The subfields specified here are regular expressions. This field spec is equivalent to title_added_entry_t = 700gklmnoprst:710fgklmnopqrst:711fgklnpst:730abcdefgklmnopqrst]:740anp

language_facet = 008[35-37]:041a:041d, language_map.properties

This field specification states that characters 35 through 37 should be selected from each 008 control field of the MARC record (which is where a three-letter encoding of the primary language of a bibliographic work is found.) Additionally, each occurrence of the a and d subfields of all 041 fields in the MARC record become individual Solr fields named language_facet in the Solr document.

Note that a second parameter is present on the field specification entry: language_map.properties. If this optional parameter is present, once the set of strings is created for all of the fields and subfields specified in the first parameter, the entire set is translated using the translation map that is defined in the separate property file named language_map.properties, (which maps the three-letter abbreviations for languages to the full name of that language; Hence "eng" becomes "English," "fre" becomes "French," "chp" becomes "Chipewyan," and "peo" becomes the ever-popular "Old Persian (ca. 600-400 B.C.)." The details of how to define a translation map is covered in the next section

broad_format_facet = 000[6]:007[0], format_maps.properties(broad_format), first

This field specification states that the value of character 6 (counting from 0) of field 000 (which stands for the leader of the MARC record) and character 0 of field 007 are to be extracted. Both of these values are to then be translated using the translation map that is defined in the separate property file named format_maps.properties, by loading all the entries there that start with the string broad_format. The first translated value is to be used as the value for the Solr index entry.

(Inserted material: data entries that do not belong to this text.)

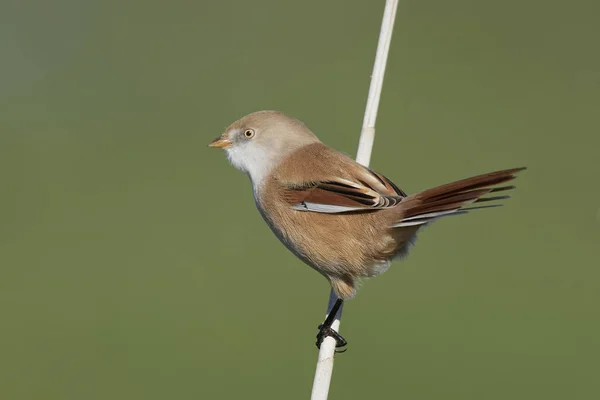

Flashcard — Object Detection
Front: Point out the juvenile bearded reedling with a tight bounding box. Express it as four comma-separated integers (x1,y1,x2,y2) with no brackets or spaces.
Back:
209,111,525,346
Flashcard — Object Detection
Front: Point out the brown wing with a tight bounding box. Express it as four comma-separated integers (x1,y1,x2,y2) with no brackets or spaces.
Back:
284,170,404,213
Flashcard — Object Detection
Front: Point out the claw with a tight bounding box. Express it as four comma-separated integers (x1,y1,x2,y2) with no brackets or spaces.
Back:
315,325,348,353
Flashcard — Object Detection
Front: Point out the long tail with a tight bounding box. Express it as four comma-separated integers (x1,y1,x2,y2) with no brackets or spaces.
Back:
393,168,525,228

Or to put it more succinctly, look up character 6 of the 000 field in the map broad_format, if the map contains a mapping for that character, use that value; otherwise, look up character 0 of the 007 field in the map broad_format, if the map contains a mapping for that character use that value. If neither extracted value matches an entry in the translation map, check to see whether the map defines a default value, if so use that default value, otherwise leave the broad_format_facet index entry unassigned.